All 18 samples showed the same structural organization: a layer of disorganized bone “sandwiched” between an inner and outer layer of organized bone. Disorganized bone, or woven bone, indicates rapid growth and is so named because, under a microscope, the layers of bone tissue are laid out in a crisscrossed fashion. In organized bone, which reflects slower growth, layers are parallel to one another.
The researchers then examined femoral cross sections taken from 35 small-bodied mammalian species that are living today—28 placentals and seven marsupials, all from Burke Museum collections.
Nearly all of the placental femurs showed the same “sandwich” organization as the multituberculates. But all of the marsupial femurs consisted almost entirely of organized bone, with only a sliver of disorganized bone. The team believes that this stark difference likely reflects their divergent life histories.
“The amount of organized bone in the outermost layer, or cortex, of the femur strongly correlates with the length of the lactation period,” Weaver says. “Marsupials have long lactation periods and a lot of organized bone in the outermost cortex. The opposite is true for placentals: a short lactation period and much less organized bone in the outermost cortex.”

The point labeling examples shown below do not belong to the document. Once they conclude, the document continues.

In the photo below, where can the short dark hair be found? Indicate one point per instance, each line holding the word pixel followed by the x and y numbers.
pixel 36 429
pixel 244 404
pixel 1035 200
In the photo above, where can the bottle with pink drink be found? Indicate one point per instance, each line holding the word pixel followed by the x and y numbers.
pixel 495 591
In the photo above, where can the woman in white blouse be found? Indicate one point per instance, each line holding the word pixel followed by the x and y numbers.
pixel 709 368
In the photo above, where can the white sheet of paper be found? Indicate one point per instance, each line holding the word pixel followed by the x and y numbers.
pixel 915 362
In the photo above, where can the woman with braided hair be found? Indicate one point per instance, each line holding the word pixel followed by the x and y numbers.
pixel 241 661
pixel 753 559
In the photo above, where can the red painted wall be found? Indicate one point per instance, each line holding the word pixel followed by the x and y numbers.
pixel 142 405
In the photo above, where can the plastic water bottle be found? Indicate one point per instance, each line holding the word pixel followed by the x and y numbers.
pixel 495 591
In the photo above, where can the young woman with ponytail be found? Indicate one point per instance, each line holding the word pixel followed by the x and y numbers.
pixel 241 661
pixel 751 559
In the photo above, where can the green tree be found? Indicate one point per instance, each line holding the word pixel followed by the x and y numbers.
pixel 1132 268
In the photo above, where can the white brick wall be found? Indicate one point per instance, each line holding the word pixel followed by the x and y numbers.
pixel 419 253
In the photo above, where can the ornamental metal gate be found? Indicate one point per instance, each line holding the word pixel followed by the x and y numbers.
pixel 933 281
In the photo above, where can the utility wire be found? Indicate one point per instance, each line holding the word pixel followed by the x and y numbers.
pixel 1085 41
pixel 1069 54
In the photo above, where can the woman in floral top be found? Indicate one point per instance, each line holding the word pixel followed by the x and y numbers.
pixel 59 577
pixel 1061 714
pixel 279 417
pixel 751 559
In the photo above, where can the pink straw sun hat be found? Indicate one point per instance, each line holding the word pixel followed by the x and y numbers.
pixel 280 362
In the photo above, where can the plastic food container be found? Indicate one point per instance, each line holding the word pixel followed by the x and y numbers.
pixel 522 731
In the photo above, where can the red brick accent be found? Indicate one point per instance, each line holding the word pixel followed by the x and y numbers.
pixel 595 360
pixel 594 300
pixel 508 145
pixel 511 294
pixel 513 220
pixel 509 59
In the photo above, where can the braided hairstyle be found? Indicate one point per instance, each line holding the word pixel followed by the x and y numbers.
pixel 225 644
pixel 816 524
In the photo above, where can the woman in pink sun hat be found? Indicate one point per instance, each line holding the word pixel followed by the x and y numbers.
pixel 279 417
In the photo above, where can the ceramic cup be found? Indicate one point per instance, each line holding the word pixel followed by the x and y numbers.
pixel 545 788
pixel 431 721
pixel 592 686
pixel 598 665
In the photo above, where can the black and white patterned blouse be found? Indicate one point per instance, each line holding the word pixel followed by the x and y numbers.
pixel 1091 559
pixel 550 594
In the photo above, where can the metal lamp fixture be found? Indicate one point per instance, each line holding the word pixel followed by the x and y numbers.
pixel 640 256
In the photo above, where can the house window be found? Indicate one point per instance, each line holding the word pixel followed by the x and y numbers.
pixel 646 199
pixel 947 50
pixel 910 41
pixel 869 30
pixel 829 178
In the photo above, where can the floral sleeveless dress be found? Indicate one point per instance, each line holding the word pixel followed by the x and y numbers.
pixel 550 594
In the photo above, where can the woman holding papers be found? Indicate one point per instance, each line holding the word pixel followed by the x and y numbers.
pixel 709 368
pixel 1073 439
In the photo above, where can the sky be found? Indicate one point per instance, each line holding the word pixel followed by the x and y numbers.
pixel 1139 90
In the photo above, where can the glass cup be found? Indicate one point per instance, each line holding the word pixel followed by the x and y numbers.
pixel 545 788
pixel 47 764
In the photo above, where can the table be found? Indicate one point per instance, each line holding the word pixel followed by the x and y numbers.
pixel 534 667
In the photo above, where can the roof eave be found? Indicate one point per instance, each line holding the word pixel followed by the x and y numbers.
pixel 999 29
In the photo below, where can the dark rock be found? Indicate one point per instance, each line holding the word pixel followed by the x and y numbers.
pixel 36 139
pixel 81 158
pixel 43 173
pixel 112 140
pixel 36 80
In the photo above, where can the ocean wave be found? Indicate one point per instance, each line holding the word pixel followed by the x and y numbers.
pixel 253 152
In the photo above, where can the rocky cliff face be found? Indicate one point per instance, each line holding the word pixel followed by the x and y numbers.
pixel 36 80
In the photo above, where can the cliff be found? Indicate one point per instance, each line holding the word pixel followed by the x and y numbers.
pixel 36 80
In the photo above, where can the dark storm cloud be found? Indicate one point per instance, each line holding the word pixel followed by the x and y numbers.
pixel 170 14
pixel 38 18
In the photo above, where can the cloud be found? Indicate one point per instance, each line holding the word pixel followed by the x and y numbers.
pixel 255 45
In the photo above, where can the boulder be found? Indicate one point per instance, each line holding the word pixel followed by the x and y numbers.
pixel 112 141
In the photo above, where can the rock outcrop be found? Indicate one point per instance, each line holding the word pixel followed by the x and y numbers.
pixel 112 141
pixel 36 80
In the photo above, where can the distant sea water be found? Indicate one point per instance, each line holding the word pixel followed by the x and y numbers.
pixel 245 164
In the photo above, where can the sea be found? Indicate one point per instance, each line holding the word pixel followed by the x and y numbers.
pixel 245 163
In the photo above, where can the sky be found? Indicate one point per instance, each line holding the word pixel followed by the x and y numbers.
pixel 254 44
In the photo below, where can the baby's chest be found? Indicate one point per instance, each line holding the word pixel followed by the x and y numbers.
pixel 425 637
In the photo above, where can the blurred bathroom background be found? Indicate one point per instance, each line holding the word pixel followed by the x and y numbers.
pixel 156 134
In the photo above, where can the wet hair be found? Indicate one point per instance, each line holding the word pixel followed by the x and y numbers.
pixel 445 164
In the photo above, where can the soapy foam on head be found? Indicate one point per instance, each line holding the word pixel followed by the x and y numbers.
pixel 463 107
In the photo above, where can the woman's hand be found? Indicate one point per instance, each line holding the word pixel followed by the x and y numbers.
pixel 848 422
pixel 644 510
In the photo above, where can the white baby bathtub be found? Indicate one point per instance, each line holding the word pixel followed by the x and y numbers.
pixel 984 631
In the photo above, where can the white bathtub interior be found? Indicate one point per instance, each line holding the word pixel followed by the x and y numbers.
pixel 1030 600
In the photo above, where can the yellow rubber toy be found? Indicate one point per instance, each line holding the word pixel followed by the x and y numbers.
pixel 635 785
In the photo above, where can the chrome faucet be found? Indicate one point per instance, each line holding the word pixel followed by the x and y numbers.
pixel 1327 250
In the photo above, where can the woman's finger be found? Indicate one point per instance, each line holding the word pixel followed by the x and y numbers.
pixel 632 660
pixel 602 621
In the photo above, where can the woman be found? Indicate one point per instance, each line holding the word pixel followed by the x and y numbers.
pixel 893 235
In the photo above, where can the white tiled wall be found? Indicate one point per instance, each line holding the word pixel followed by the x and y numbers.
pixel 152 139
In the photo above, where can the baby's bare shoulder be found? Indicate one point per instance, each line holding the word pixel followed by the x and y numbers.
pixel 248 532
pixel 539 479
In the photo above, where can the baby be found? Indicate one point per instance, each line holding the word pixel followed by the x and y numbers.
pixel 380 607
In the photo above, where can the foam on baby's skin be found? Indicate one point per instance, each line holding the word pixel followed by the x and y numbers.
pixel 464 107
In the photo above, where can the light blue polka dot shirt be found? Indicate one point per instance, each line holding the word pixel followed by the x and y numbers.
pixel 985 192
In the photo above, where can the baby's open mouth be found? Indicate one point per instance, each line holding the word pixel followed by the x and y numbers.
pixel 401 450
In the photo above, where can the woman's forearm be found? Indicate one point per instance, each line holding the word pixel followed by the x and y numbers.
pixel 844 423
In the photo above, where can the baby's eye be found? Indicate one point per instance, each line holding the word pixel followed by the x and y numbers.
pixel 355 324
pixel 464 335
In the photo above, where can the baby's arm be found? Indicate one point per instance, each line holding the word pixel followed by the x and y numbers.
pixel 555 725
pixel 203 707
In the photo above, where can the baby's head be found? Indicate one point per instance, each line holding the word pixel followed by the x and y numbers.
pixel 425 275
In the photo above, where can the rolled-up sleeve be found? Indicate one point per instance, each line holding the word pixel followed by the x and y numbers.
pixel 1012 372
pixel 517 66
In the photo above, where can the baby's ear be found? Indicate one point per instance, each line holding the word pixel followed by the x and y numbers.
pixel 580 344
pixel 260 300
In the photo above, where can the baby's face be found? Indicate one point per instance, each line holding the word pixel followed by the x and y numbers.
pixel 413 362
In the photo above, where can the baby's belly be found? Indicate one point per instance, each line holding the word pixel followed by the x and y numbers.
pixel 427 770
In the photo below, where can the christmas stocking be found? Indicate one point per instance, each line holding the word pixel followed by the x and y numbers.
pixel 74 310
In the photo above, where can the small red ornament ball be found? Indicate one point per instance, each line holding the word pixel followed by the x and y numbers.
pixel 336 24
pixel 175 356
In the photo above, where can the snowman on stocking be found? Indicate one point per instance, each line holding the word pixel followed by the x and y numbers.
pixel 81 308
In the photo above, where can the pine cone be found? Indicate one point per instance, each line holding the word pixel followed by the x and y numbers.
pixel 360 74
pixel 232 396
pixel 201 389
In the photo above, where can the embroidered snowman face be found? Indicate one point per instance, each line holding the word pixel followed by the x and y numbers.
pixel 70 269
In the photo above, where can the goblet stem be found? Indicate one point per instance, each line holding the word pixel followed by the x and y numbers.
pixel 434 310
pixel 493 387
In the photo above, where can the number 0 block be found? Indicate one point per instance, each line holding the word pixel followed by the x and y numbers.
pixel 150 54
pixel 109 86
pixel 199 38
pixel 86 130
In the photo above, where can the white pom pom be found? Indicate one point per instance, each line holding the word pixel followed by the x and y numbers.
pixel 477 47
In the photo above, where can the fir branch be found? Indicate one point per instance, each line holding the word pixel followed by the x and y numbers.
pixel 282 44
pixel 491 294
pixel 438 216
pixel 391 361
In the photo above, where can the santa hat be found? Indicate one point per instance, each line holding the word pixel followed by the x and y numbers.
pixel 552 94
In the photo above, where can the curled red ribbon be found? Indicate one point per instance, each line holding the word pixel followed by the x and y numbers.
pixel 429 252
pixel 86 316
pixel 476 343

The outermost layer of organized bone was laid down after birth as the femur’s diameter increased. For tiny marsupial newborns, bones must grow much more to reach adult size, so they deposit a greater amount of outer organized bone compared to placentals, according to Weaver.
“This is compelling evidence that multituberculates had a long gestation and a short lactation period similar to placental mammals, but very different from marsupials,” he says.
Based on this correlation, the researchers estimate that multituberculates had a lactation period of approximately 30 days—similar to today’s rodents.
Marsupial and mammal evolution
These findings cast further doubt on an old view that marsupials have a “more primitive” and placentals “more advanced” reproductive strategy. The common ancestor of multituberculates, placentals, and marsupials may have had a placental-like mode of reproduction that was retained by placentals and multituberculates. Alternatively, multituberculates and placentals could have evolved their long-gestation and short-lactation reproductive methods independently.
Future studies of multituberculate life history may clarify which explanation is true, as well as other outstanding questions of this, and other, ancient branches of our mammalian family tree.
“The real revelation here is that we can cut open fossil bones and examine their microscopic structures to reconstruct the intimate life history details of long-extinct mammals,” Wilson Mantilla says. “That’s really incredible to me.”
Additional coauthors are from Indiana University, the University of Washington, and Harvard University. Funding came from the National Science Foundation, the University of Washington, Burke Museum, the Society of Vertebrate Paleontology, the Paleontological Society, and the American Society of Mammalogists.